Yes, they have been committed to -dev. You can use it if you like and then switch back to the release version when it comes out. I had hoped to have the 1.3 version out by now, but there have been a few little issues (like this one) popping up which I thought I would address prior to making another release.

Ron.

pimousse98’s picture

Okay, I just installed the -dev dated of today. The import works fine, no more error message upon saving! :-)
There is still an issue with the "&" character when importing with keywords =>taxonomy. A keyword containing "&" (such as: "Genetic Vectors/*administration & dosage/immunology") stays together correctly in the Keywords fields, but is split into 3 parts (including the lonely "&") when imported to taxonomy. I'm assuming anything with an & should be enclosed in quotes/parsed together for taxonomy import.
Thanks!

Delphine

rjerome’s picture

Everything going to the taxonomy module is already being wrapped in double quotes be default, so I suspect it's the taxonomy modules parsing of the string that doing this.
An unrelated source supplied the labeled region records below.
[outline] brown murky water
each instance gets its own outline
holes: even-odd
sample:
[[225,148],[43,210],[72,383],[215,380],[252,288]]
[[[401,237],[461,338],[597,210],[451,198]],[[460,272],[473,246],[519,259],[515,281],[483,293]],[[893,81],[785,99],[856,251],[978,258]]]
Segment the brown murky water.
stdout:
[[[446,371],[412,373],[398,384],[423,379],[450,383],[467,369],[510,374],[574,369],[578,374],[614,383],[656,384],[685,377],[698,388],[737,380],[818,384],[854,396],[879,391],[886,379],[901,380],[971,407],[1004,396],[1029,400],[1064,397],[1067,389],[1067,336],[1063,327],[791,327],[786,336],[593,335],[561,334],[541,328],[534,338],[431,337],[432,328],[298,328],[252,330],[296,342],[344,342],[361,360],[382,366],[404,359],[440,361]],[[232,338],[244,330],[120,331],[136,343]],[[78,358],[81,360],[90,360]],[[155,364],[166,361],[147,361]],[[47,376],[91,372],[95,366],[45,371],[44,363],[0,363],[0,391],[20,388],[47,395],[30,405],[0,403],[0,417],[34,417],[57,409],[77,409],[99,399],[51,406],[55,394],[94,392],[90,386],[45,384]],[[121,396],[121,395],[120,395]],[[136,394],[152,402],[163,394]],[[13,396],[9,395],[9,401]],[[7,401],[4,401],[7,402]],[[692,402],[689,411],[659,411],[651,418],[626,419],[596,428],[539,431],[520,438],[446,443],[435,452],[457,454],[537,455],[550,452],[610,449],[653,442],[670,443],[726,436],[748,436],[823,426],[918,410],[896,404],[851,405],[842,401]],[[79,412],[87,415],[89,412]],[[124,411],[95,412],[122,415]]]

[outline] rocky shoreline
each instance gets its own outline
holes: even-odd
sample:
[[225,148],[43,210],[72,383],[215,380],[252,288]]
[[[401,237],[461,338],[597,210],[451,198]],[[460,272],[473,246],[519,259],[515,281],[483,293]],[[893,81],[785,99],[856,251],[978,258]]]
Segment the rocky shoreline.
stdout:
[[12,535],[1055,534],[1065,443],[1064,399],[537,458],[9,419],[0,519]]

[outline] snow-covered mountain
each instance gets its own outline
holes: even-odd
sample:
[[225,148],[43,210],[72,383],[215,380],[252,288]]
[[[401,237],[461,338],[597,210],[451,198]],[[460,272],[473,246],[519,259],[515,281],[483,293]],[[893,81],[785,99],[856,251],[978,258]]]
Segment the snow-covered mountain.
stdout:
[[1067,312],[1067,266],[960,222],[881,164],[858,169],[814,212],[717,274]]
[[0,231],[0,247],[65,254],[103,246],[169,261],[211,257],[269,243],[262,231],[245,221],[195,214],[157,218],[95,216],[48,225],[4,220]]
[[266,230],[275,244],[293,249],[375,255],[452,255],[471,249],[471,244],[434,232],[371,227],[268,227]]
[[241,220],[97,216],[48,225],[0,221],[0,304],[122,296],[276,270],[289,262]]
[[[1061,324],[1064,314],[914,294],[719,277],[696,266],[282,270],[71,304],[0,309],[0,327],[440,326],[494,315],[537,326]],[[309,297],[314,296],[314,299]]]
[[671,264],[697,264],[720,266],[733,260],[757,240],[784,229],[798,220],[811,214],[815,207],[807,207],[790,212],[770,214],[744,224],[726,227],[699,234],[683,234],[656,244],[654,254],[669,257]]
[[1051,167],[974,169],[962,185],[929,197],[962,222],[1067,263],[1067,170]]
I'll see if I can track down where this is happening.

Ron.

rjerome’s picture

Status: Active » Fixed

The bad news is that I couldn't pin this bug on anyone else but myself :-(

The good news is that some other work I was doing with keyword/taxonomy integration fixed the issue anyway, so it should be a non-issue with the very latest -dev version (avail. <= 12 hrs from now).

Ron.

Status: Fixed » Closed (fixed)

Automatically closed -- issue fixed for 2 weeks with no activity.